Il décrocha l’appareil.

— Allo ! Monsieur Silas Farwell ? J’ai dans mon cabinet l’avocat Gordon, qui est venu se mettre à ma disposition et qui prétend que l’accusation formulée par vous contre lui n’est pas fondée… Hein ? Vous affirmez encore ?… On vous a volé ces preuves ? C’est regrettable… Bien, je vais prier M. Gordon de rester ici jusqu’à votre arrivée…

Et, se retournant vers l’avocat :

M. Farwell renouvelle ses accusations : Il prétend qu’on lui a dérobé un reçu signé de vous et qui constitue une preuve indiscutable.

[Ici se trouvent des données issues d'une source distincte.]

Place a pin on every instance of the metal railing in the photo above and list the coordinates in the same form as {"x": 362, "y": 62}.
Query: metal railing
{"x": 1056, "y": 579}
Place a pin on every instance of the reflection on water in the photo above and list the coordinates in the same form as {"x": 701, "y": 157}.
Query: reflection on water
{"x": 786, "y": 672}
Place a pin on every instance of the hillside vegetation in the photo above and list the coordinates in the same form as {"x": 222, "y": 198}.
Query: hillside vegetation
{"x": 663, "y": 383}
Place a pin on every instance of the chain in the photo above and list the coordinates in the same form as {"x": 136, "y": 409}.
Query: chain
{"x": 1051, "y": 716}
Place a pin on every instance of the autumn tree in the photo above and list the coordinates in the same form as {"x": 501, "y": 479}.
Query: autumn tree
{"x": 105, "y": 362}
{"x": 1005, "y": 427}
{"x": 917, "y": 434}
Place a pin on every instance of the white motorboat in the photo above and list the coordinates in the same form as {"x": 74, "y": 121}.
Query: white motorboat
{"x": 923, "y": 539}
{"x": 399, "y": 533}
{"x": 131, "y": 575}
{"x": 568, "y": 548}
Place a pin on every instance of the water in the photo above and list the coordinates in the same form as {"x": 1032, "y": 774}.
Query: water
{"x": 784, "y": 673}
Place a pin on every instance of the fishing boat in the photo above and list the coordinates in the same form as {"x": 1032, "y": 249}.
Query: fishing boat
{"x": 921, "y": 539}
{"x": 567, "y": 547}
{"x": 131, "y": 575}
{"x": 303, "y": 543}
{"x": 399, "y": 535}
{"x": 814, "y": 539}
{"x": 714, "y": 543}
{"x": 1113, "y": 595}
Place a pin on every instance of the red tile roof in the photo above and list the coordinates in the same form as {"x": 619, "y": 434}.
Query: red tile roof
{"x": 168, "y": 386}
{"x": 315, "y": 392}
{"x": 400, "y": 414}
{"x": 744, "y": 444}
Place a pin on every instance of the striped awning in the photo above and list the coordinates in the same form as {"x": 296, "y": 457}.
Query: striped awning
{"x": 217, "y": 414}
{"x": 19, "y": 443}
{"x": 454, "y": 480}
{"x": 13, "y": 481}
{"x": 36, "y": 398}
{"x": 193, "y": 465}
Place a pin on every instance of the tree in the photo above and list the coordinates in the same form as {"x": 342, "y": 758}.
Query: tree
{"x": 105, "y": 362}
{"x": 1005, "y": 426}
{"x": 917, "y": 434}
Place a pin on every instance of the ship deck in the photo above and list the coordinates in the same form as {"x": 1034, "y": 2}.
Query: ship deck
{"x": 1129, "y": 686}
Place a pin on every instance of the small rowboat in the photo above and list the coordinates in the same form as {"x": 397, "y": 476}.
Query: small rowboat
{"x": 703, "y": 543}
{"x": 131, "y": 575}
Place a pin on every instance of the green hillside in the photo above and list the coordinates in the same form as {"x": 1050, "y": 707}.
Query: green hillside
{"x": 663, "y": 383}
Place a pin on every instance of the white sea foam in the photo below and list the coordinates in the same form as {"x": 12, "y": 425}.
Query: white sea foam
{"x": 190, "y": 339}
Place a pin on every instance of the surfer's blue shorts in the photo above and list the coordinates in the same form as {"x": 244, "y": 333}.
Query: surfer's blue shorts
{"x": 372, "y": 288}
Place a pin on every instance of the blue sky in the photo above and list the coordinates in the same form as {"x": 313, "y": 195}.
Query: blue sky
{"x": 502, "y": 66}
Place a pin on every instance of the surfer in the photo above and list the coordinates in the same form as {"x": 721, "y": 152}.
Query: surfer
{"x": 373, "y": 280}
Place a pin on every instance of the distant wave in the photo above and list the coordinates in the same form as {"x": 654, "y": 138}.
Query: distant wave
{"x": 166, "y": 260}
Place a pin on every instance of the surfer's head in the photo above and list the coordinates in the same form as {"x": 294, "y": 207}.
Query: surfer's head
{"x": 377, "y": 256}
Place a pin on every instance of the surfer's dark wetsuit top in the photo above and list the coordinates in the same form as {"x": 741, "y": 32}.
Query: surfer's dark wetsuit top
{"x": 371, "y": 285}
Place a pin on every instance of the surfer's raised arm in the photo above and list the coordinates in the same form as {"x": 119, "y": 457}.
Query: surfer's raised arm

Il demande que je vous garde jusqu’à son arrivée. Ce n’est peut-être pas très légal, cette confrontation, mais…

— J’y consens volontiers, déclara Gordon. Je vous avertis, cependant, que j’aurai grand’peine à conserver mon sang-froid devant cette canaille.

Un quart d’heure s’étant écoulé, on annonça Silas Farwell.

Quand celui-ci pénétra dans le cabinet, Gordon, à la vue de son calomniateur, ne put se maîtriser. Il bondit de son siège et s’élança sur Farwell.

— Bandit ! Misérable ! cria-t-il d’une voix sifflante en le saisissant à la gorge.

Randolph Allen et le détective eurent le plus grand mal à lui faire lâcher prise.

— Vous avez tort, monsieur Gordon, dit sévèrement Allen, et vous vous mettez dans un mauvais cas.

— Je le sais bien, monsieur le chef de police, répondit l’avocat qui tremblait de colère, mais, décidément, je ne puis me contenir quand je vois ce misérable !

Il fit un mouvement pour se jeter de nouveau sur Farwell, mais le détective, lui saisissant les bras, le contraignit à l’immobilité.